AI Risk Assessment Guide: 5x5 Matrix Methodology for AI Systems
A structured approach to identifying, analyzing, evaluating, and treating AI risks using a 5x5 likelihood-impact matrix aligned to ISO 23894, NIST AI RMF, and EU AI Act Art. 9
What Is AI Risk Assessment?
AI risk assessment is the structured process of identifying what can go wrong with an AI system, determining how likely it is and how badly it would hurt, then deciding what to do about it. Unlike traditional IT risk assessments, AI-specific assessments must account for emergent behavior, training data bias, opacity of model decisions, and the potential for harm to individuals, groups, and society at large.
Every AI system your organization builds or buys needs a risk assessment. Not a checkbox exercise, but a genuine evaluation of who uses the system, what data it accesses, what it integrates into, what permissions it holds, and what happens when it fails. The AI governance frameworks from ISO, NIST, and the EU all mandate this process, and for good reason: you cannot govern what you have not assessed.
This guide walks through the complete methodology, from stakeholder roles through the 5x5 matrix to building a living risk register. Every step maps back to ISO 42001, NIST AI RMF, ISO 23894, and EU AI Act Art. 9.
Who Should Be Involved
AI risk assessment is not a solo exercise. It requires cross-functional input mapped to clear RACI roles.
C-Suite
A - AccountableAccountable for risk appetite and strategic direction. Sets the threshold for acceptable risk, allocates resources, and ensures AI risk management aligns with enterprise risk strategy. Signs off on high and critical risk decisions.
Compliance Officers
R - ResponsibleResponsible for regulatory mapping and policy enforcement. Maps each AI system to applicable regulations (EU AI Act, GDPR, sector-specific rules), validates that risk assessments meet compliance requirements, and flags gaps.
IT & Data Leaders
C - ConsultedConsulted on technical implementation and monitoring. Provide insight into data pipelines, model architecture, integration points, and operational constraints. Own the technical controls that mitigate identified risks.
Legal & Risk
I - InformedInformed on liability exposure and contract implications.
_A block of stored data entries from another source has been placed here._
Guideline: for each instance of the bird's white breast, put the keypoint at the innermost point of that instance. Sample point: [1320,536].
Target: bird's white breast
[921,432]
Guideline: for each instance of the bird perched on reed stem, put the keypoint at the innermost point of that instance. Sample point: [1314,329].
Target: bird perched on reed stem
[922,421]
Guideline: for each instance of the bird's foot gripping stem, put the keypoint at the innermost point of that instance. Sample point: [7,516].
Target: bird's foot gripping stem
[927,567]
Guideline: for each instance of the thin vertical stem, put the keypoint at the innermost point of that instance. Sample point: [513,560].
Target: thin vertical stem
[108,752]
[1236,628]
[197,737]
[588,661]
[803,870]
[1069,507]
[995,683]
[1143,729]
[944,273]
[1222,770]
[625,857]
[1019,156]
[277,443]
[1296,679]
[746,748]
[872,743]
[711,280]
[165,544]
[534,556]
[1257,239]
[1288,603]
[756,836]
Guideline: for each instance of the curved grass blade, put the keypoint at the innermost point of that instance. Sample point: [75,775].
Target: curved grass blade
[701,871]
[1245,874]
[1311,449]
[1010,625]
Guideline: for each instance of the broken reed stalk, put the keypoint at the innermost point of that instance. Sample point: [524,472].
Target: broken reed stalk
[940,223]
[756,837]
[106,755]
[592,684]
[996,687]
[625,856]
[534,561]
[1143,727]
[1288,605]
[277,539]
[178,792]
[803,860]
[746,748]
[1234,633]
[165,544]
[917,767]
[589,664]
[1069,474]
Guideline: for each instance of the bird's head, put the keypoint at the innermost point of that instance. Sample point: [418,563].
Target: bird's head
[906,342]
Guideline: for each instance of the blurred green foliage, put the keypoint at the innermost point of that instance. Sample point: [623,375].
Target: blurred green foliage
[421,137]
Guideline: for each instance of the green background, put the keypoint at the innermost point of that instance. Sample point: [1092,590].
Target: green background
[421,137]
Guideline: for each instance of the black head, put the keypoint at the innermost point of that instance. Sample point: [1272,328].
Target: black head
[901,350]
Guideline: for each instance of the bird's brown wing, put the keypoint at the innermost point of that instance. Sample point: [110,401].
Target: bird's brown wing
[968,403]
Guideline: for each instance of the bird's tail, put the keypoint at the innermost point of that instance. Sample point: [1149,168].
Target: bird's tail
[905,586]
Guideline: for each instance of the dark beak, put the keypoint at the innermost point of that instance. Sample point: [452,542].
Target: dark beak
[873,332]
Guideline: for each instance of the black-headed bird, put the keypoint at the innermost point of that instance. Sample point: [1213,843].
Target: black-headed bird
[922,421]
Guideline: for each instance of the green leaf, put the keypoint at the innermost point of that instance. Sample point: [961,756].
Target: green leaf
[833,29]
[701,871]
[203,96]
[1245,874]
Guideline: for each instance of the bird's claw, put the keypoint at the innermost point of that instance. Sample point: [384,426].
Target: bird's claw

Evaluate legal risk from AI outputs, review vendor agreements for AI provisions, assess intellectual property concerns, and advise on regulatory penalties.
The 5-Step Risk Assessment Process
A repeatable process that runs at ideation, before deployment, and on a recurring cycle post-launch.
Step 1: Identify Risks
Catalog every risk associated with the AI system. Go beyond technical failures to include ethical, legal, operational, and reputational risks. Interview stakeholders, review incident databases, and map the system's data flows and decision points.
- Document the AI system's purpose, scope, and intended users
- Map all data inputs, processing logic, and output destinations
- Identify affected populations and potential for disparate impact
- Review similar system failures and near-misses from industry databases
- Catalog integration points, permissions, and access controls
Step 2: Analyze Risks
For each identified risk, determine the likelihood of occurrence and the potential impact. Use the 5x5 matrix scales defined in Section 4. Consider both the inherent risk (before controls) and the residual risk (after controls).
- Score likelihood on 1-5 scale using historical data and expert judgment
- Score impact across all 7 dimensions (financial, operational, reputational, safety, ethical, legal, fundamental rights)
- Document the rationale for each score to ensure auditability
- Distinguish between inherent risk and residual risk after existing controls
- Consider cascading effects where one failure triggers others
Step 3: Evaluate Risks
Compare the calculated risk scores against your organization's tolerance thresholds. This step determines which risks need treatment, which require monitoring, and which can be accepted. Prioritize by score and by the criticality of the affected system.
- Apply the tolerance thresholds: Low (1-6), Medium (7-12), High (13-18), Critical (19-25)
- Rank risks to prioritize treatment efforts and resource allocation
- Flag any risk touching prohibited AI practices under EU AI Act Art. 5
- Present evaluation results to the appropriate decision authority
- Document the risk appetite statement and escalation triggers
Step 4: Treat Risks
Select and implement the appropriate treatment for each risk based on its evaluation. Not every risk needs the same response. The 5 treatment options (mitigate, transfer, avoid, accept, disengage) give you a proportionate toolkit.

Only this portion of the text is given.